Le toucher réveille des évènements dont le corps a gardé le souvenir. Vivre son corps n’est pas s’assurer seulement une maîtrise ou affirmer sa puissance, mais découvrir sa servitude, reconnaître sa faiblesse. La peau connaît et donne le plaisir de la caresse. La pulsion sexuelle a une force considérable capable de drainer toute l’énergie psychique. La culture l’a compris et s’est attelée à la restreindre et à la canaliser en créant des institutions sociales dont le but est de réguler cette énergie en lui assignant un statut moral par un principe de conservation et de reproduction engagé dans le concept de la famille, un statut économique avec la règle du respect de la propriété d’autrui pour admettre la réciproque d’une propriété du corps et enfin un statut psychologique instituant la notion de normalité. A bien regarder, la plus grande partie des actions humaines est motivée directement ou indirectement par la pulsion sexuelle. Les femmes et les hommes essayent de se rendre attrayants par le truchement des vêtements, des soins corporels esthétiques, de la coiffure ; ils travaillent pour acquérir un statut et un pouvoir dans une volonté d’être admirés et aimés.

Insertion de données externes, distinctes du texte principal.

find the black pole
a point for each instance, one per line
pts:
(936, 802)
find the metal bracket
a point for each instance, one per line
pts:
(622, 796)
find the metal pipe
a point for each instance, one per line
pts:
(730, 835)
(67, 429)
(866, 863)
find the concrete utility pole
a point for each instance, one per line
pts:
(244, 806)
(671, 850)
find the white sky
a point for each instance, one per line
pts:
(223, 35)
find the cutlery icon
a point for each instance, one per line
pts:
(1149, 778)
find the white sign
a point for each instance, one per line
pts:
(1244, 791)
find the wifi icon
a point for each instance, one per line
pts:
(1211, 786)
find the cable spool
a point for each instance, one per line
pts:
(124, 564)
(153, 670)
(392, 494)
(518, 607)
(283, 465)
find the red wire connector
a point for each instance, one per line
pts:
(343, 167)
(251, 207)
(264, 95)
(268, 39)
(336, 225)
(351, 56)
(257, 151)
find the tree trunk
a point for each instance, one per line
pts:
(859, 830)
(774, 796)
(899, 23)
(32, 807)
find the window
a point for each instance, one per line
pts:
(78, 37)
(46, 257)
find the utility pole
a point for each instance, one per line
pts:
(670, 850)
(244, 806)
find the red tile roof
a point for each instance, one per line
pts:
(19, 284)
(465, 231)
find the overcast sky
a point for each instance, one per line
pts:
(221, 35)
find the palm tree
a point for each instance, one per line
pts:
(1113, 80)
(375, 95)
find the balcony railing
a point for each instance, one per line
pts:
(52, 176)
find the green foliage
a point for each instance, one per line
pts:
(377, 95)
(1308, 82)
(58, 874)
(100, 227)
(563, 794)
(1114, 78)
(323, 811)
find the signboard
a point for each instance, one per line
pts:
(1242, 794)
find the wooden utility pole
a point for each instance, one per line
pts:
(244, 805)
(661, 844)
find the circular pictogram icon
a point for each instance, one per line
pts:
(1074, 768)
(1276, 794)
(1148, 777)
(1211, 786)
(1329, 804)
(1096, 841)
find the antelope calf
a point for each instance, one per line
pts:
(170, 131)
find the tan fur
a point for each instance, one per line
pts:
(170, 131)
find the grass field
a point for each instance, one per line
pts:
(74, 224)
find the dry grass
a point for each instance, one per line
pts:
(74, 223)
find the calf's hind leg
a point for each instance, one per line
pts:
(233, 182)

Un évènement mental peut être mieux compris s’il est considéré en lui-même tel qu’il est vécu ou ressenti ; la dynamique de l’attention ou de la mémoire est en jeu. La conscience n’est pas passive, elle reflète ce que les sens disent à propos de ce qui se passe à l’extérieur comme à l’intérieur du corps ; elle le fait de façon sélective, elle leur impose une réalité. La conscience est imprégnée du vécu, de la somme des choses vues, entendues, senties, espérées. Quand la femme se raidit sous les doigts de l’homme c’est qu’elle interprète son intention. L’intention est une information élaborée à partir de buts sociaux intériorisés, elle attire l’attention sur certains faits en orientant l’esprit vers un stimulus/danger. Un homme qui touche sans autorisation est un mal élevé dira une grand-mère à son bâton de vieillesse. Du côté de l’homme il manifeste cette intention appelée besoin, désir, pulsion pour donner une indication sur ce qu’il veut faire : établir le contact. La conscience de l’un et de l’autre s’ordonne selon des informations culturelles. Chacun a la liberté de contrôler sa réalité subjective.
L’exercice du toucher peut être agréable, pénible, révoltant effrayant, neutre, plaisant ou extatique selon la façon dont il se rapporte aux buts des individus. Il peut devenir un rituel vide de sens ou l’équivalent d’une dépendance. Il est l’indice du milieu socio culturel dans lequel il s’origine. Les citadins ne touchent pas de la même manière que les ruraux, les classes sociales défavorisées n’atteignent pas le degré de sophistication de sa pratique. Les Esquimaux, les Russes, les Italiens et les Japonais ne touchent pas de façon identique. Les égoïstes n’aménagent pas le temps nécessaire à la localisation des excitations et des réactions appropriées. Aujourd’hui l’habileté tactile semble être une revendication puisque le corps est mis à l’honneur en tant que corps érotique alors qu’avant la société reposait sur son refoulement.
Le toucher est indispensable à la vie. Sans stimulation corporelle le petit d’homme ne saurait jouir plus tard dans les temps de l’amour. Combien même il est universel, il porte l’empreinte du singulier : la culture modèle et façonne les comportements.